John Hickenlooper is shrewdly adding Republicans as well as fellow Democrats to his cabinet, but no one has been appointed from the Tea Party. Speaker Frank McNulty, reclaiming a GOP majority for the first time since 2004, will preside over a House of 33 R’s, 32 D’s, and no T’s. Senate President Brandon Shaffer enjoys an opposite and more comfortable margin of 20 D’s, 15 R’s, and again, zero T’s.
So what? This is our state’s two-party system in the same seesaw of power we’ve known since 1876 – politics as usual. These are politically unusual times, however. The men and women who aren’t there under the gold dome in 2011, but whom our elected leaders can’t afford to ignore, are the Tea Party insurgents of the past two years.
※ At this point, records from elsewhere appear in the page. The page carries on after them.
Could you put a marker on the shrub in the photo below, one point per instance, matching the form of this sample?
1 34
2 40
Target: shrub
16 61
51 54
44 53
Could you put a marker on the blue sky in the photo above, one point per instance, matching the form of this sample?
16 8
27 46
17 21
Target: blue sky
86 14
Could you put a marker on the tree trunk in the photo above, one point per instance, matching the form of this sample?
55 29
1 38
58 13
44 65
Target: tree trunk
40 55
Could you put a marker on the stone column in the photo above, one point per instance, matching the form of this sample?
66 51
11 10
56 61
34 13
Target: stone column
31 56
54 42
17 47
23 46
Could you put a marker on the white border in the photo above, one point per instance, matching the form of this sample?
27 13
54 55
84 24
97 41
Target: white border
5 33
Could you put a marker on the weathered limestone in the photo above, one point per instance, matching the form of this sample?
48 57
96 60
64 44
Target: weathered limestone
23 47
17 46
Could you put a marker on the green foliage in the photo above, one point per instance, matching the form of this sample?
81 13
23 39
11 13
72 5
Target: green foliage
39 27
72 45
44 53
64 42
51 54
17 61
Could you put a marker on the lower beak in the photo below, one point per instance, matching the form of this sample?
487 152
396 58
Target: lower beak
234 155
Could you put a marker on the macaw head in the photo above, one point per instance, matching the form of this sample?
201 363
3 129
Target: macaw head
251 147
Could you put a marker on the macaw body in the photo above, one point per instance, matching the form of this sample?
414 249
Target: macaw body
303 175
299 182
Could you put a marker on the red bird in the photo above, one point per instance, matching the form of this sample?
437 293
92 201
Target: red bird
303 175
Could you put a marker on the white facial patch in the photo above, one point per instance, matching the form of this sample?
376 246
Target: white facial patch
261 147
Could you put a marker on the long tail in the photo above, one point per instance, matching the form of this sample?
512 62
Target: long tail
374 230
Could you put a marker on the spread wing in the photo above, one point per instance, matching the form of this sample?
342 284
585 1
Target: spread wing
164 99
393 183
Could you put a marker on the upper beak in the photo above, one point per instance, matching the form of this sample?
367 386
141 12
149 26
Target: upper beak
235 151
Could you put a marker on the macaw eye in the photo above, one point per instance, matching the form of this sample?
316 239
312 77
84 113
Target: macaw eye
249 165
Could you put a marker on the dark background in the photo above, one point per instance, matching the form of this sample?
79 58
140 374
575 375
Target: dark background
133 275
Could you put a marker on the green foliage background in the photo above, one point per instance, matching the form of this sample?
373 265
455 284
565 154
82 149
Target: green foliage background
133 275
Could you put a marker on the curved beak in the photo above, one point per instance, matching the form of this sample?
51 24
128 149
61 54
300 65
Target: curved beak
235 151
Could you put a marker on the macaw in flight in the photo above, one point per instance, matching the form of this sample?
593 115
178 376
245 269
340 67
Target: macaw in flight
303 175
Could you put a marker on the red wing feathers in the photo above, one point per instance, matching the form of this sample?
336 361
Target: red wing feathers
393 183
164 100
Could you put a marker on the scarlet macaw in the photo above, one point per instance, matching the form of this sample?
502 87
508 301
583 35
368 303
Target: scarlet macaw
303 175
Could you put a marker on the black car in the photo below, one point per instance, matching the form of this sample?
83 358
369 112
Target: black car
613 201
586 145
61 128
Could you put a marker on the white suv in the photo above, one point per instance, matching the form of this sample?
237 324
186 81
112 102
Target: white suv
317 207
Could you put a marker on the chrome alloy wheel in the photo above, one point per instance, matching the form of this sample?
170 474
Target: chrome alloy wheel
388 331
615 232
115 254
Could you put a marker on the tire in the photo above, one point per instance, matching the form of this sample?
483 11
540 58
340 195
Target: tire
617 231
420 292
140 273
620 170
Fewer than half of Colorado’s eligible voters turned out last November. The half that stayed home were not all Tea Partiers, of course. T’s came out in large numbers to help Republicans take the state House, unseat two Democrats from Congress, and support Tom Tancredo or Dan Maes for governor. Yet the fact remains that as campaigning now gives way to governing, T’s have no formal seat at the table. So it’s insiders beware.
The late Bill Buckley allowed LBJ only about a week in office before announcing in his magazine: “National Review’s patience with the Johnson administration is exhausted.” The Tea Party, a movement of hard-working Americans fed up with over-spending and over-government, is THAT impatient with politicians of both parties. You can imagine them sending Valentines such as these to the power-brokers at 200 E. Colfax:
“Dear Gov. Hickenlooper: No doubt you’re a good guy to have a beer with, though the motor scooter is a bit effete. But for now, forget the image stuff, park your presidential ambitions, and get the economy roaring again. Go after the unions and the spenders like you were Chris Christie. We’re dying out here. Love, Adams County.”
“Dear President Shaffer: What’s with you proposing to make it harder for us to change the state constitution? The constitution belongs to us, not to you and the other suits. Try reading it on opening day, the way Congress did. Then try again on fixing PERA, before it bankrupts the state. Respectful but steamed, Grand Junction.”
“Dear Speaker McNulty: You must have been quoted wrong about not repealing Ritter’s car tax, that outrageous affront to TABOR. When one of your members said the revenue is needed, you woodshedded him, right? Can a couple hundred of us come see you in the Old Supreme Court some afternoon? Patriotically, Pueblo.”
“Dear Senate Minority Leader Mike Kopp: Please fire up your caucus to fight harder than last year against the Obama transformation agenda on things like energy and health care. The GOP is Colorado’s best hope of not turning into California or Greece, but if you don’t show us more, a bunch of us are outta here. Worried in Widefield.”
“Dear House Minority Leader Sal Pace: Ouch, a few dozen votes in the Ramirez race and you could have been Speaker. For 2012, instead of lurching left with labor, why not become a fiscal hawk, a Dick Lamm-style Democrat? We can be had. Available in Arvada.”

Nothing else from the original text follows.